When is enhanced due diligence required?+
Under UK MLR 2017 Regulation 33, EDD is required for: politically exposed persons (PEPs) and their family members and known close associates; relationships with persons established in high-risk third countries; complex or unusual transactions with no apparent economic or lawful purpose; any other situation presenting higher money-laundering or terrorist-financing risk. FATF Recommendation 12 covers PEPs; Recommendation 22 extends to designated non-financial businesses and professions. FinCEN CDD Rule (31 CFR 1010.230) sets the analogous US baseline.
What does the FATF February 2025 amendment change?+
The FATF amendment replaced 'commensurate' with 'proportionate' in the risk-based-approach guidance. The June 2025 follow-up explicitly encourages simplified due diligence (SDD) in lower-risk scenarios, provided a rigorous risk assessment supports the tiering. For UK and EU fintechs over-indexed on uniform CDD across a low-risk consumer book, the amendment opens a defensible cost-saving lever without departing from the FATF baseline.
How does the EDD population mix shift blended cost?+
Risk mix is the dominant cost variable on a fintech compliance budget. A 5%-EDD book vs 25%-EDD book lifts blended fully-loaded per-customer cost by 2-4x. Crypto exchanges (15-40% EDD), brokers (30-60% EDD), and EMIs with corporate books (8-30% EDD) sit materially above retail challenger banks (3-7% EDD).
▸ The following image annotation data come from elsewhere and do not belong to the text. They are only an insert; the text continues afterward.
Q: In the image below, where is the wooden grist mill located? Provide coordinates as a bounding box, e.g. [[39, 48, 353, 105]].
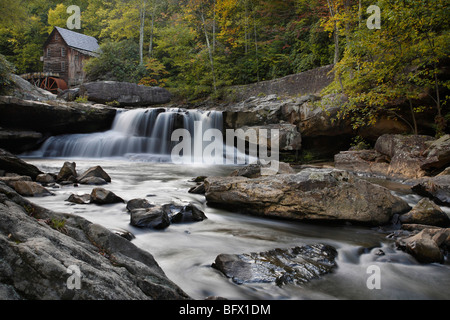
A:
[[21, 72, 69, 94], [22, 27, 100, 94]]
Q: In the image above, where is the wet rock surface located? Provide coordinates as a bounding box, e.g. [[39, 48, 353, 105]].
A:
[[212, 244, 337, 286], [0, 149, 43, 180], [205, 169, 410, 225], [0, 182, 189, 300]]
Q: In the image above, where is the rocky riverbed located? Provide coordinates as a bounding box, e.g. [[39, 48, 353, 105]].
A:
[[0, 153, 450, 299]]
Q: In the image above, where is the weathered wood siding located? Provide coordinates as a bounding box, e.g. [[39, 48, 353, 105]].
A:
[[44, 30, 89, 87]]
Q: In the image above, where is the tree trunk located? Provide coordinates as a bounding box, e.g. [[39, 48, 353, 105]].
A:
[[201, 12, 217, 91], [139, 1, 146, 66], [408, 99, 418, 135], [148, 7, 155, 57]]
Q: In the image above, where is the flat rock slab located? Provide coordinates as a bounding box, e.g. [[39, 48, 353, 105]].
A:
[[212, 244, 337, 286], [205, 169, 411, 225]]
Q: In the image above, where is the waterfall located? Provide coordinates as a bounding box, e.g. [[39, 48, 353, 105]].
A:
[[31, 108, 223, 162]]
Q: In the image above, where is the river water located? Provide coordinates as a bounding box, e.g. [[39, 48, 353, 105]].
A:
[[26, 158, 450, 300]]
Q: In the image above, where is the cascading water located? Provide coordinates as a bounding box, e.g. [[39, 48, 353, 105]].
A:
[[31, 108, 227, 162]]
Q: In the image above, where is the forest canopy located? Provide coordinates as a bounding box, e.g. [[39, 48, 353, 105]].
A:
[[0, 0, 450, 131]]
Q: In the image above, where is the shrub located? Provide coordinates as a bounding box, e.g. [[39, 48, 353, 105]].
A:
[[0, 54, 15, 94]]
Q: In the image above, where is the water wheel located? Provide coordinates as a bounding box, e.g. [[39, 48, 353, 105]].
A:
[[40, 77, 68, 94]]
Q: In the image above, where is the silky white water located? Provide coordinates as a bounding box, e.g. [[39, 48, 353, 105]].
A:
[[26, 158, 450, 300]]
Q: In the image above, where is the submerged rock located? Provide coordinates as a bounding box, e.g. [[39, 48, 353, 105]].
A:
[[77, 166, 111, 185], [130, 206, 170, 230], [127, 199, 207, 230], [91, 188, 125, 204], [36, 173, 56, 184], [12, 181, 52, 197], [56, 161, 77, 182], [0, 149, 43, 180], [212, 244, 337, 286], [205, 169, 410, 225], [0, 182, 189, 300], [230, 161, 295, 178], [127, 199, 155, 212], [163, 203, 207, 223], [66, 194, 91, 204], [396, 228, 450, 263]]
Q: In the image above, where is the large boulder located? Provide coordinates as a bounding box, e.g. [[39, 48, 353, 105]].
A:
[[421, 134, 450, 171], [0, 148, 43, 180], [396, 228, 450, 263], [375, 134, 435, 178], [204, 169, 410, 225], [414, 175, 450, 206], [77, 166, 111, 185], [240, 122, 302, 151], [399, 198, 450, 227], [0, 96, 117, 135], [12, 181, 52, 197], [0, 183, 189, 300], [212, 244, 337, 286], [334, 150, 389, 175], [79, 81, 171, 106]]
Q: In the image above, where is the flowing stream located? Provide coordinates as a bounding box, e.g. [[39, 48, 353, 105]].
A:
[[21, 109, 450, 300]]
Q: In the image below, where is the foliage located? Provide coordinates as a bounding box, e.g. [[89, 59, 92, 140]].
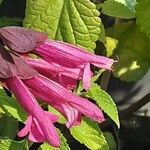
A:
[[71, 118, 109, 150], [24, 0, 101, 51], [0, 0, 150, 150]]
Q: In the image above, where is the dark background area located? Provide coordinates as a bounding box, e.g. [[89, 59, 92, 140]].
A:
[[0, 0, 150, 150]]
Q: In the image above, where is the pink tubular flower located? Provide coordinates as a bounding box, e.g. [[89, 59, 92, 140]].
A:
[[26, 58, 82, 89], [6, 77, 60, 147], [35, 41, 114, 90], [24, 75, 104, 128]]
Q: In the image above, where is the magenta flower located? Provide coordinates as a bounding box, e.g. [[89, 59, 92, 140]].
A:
[[0, 27, 114, 147], [24, 75, 104, 128], [35, 41, 114, 90], [26, 58, 82, 89], [5, 77, 60, 147]]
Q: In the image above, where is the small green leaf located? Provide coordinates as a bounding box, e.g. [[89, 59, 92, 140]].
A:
[[136, 0, 150, 38], [107, 22, 150, 82], [0, 139, 28, 150], [70, 118, 109, 150], [0, 17, 22, 27], [105, 37, 118, 57], [24, 0, 101, 51], [0, 115, 19, 139], [40, 130, 70, 150], [102, 0, 135, 19], [86, 83, 120, 128], [103, 132, 117, 150], [0, 89, 27, 122]]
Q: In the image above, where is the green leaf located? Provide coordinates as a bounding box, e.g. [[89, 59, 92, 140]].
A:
[[40, 130, 70, 150], [102, 0, 135, 19], [115, 0, 137, 11], [0, 89, 27, 122], [0, 17, 22, 27], [71, 118, 109, 150], [86, 83, 120, 128], [103, 132, 117, 150], [0, 115, 19, 139], [86, 83, 120, 128], [24, 0, 101, 51], [107, 22, 150, 82], [136, 0, 150, 38], [99, 23, 106, 43], [0, 139, 28, 150], [105, 37, 118, 57]]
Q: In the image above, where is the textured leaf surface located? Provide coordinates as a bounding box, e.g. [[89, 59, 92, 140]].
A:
[[105, 37, 118, 57], [0, 89, 27, 122], [40, 130, 70, 150], [0, 139, 28, 150], [115, 0, 137, 11], [71, 118, 109, 150], [136, 0, 150, 38], [102, 0, 135, 19], [0, 115, 19, 139], [103, 132, 117, 150], [0, 17, 22, 27], [24, 0, 101, 51], [87, 83, 120, 127], [107, 23, 150, 81]]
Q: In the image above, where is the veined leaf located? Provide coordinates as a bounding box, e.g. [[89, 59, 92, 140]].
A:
[[86, 83, 120, 128], [102, 0, 135, 19], [103, 132, 117, 150], [0, 139, 28, 150], [105, 37, 118, 57], [24, 0, 101, 51], [71, 118, 109, 150], [136, 0, 150, 38], [0, 115, 19, 139], [115, 0, 137, 11], [0, 89, 27, 122], [40, 130, 70, 150], [0, 17, 22, 27], [107, 22, 150, 82]]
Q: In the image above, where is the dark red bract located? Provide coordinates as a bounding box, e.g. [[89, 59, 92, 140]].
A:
[[0, 45, 37, 80], [0, 26, 48, 53]]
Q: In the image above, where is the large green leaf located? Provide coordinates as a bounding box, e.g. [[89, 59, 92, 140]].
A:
[[40, 130, 70, 150], [103, 132, 117, 150], [136, 0, 150, 38], [0, 139, 28, 150], [107, 23, 150, 81], [71, 118, 109, 150], [0, 89, 27, 122], [86, 83, 120, 127], [0, 17, 22, 27], [102, 0, 135, 19], [24, 0, 101, 51], [0, 115, 19, 139], [114, 0, 137, 11]]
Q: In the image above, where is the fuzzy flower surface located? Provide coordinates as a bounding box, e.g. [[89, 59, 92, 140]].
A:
[[0, 27, 114, 147]]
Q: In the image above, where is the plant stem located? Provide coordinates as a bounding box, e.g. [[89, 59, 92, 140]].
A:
[[100, 71, 110, 91]]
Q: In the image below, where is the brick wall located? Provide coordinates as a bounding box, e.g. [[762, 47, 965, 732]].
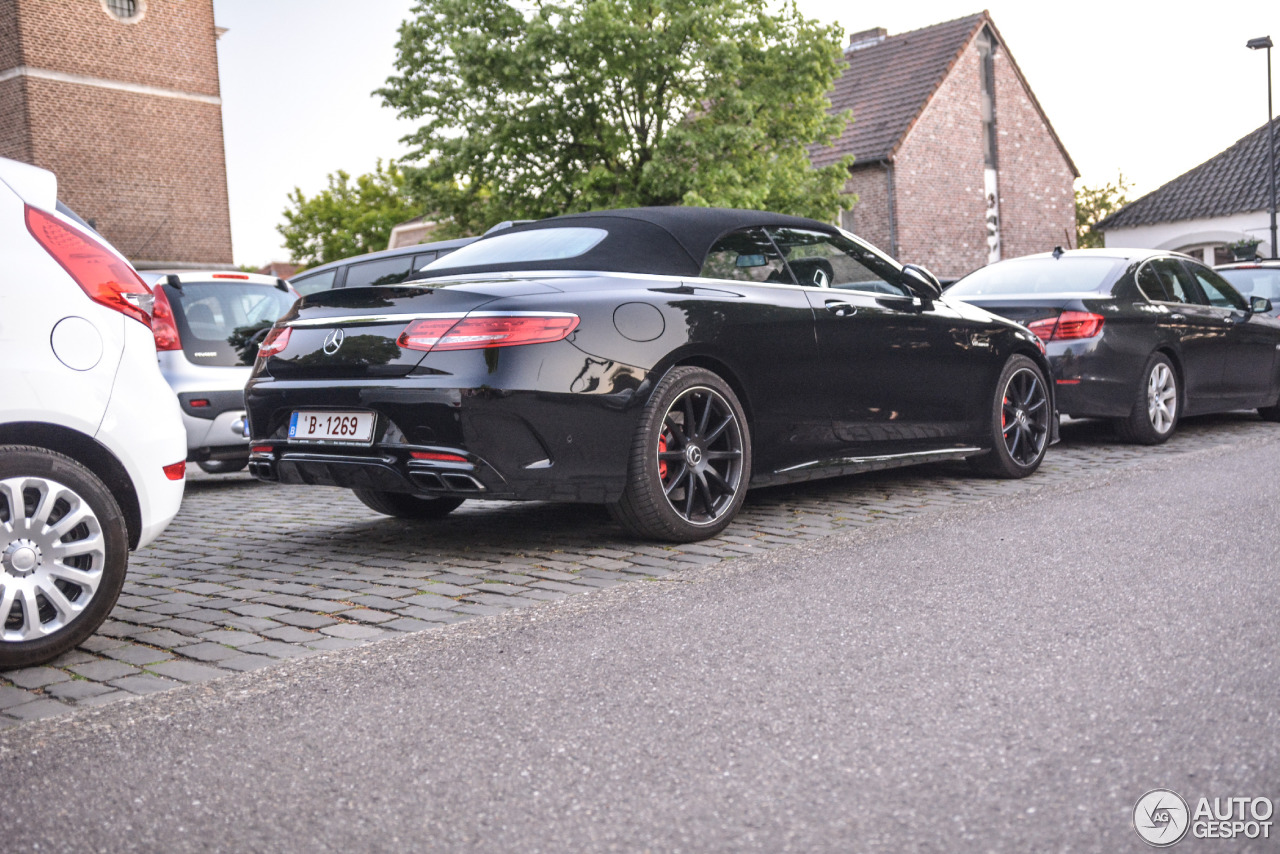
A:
[[840, 164, 893, 254], [995, 49, 1075, 257], [0, 77, 31, 163], [0, 0, 22, 72], [28, 79, 232, 264], [0, 0, 232, 266], [13, 0, 219, 95], [893, 44, 998, 278]]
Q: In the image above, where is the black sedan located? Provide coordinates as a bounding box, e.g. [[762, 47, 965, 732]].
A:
[[947, 250, 1280, 444], [246, 207, 1057, 540]]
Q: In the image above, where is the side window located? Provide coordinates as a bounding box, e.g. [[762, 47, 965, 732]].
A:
[[289, 270, 337, 296], [769, 228, 911, 296], [1187, 264, 1248, 311], [1148, 257, 1196, 302], [1137, 261, 1169, 302], [699, 228, 795, 284], [347, 255, 413, 288]]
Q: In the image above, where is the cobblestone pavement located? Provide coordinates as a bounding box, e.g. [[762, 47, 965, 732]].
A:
[[0, 414, 1280, 729]]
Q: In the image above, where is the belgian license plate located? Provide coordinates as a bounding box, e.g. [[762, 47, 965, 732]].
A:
[[289, 411, 378, 444]]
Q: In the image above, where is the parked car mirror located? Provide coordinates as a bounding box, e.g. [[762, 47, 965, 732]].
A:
[[902, 264, 942, 300]]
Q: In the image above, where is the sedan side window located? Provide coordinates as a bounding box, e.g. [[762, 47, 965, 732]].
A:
[[1187, 264, 1248, 311], [769, 228, 911, 296], [1138, 257, 1196, 302], [699, 228, 795, 284]]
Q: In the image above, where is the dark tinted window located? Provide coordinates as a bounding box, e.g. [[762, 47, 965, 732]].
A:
[[165, 282, 293, 366], [769, 228, 910, 296], [699, 228, 795, 284], [1138, 257, 1196, 303], [1187, 264, 1248, 311], [1219, 266, 1280, 305], [429, 227, 609, 270], [343, 255, 413, 288], [947, 255, 1124, 298], [289, 270, 338, 296]]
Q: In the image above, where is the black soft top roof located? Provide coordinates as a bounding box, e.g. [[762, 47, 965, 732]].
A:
[[413, 207, 836, 279]]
Modelling a realistic risk mix for the segment is more important than vendor selection in determining total spend.
Can simplified due diligence save money?+
Yes, where the underlying risk assessment supports it. SDD allows reduced verification depth and reduced ongoing monitoring frequency for genuinely lower-risk customers. The FATF February 2025 update is explicit: 'proportionate' replaces 'commensurate' precisely so SDD is encouraged, not merely permitted. The catch is that a rigorous risk-assessment build cost is the precondition; firms that under-invest in risk assessment cannot defend an SDD population to a regulator.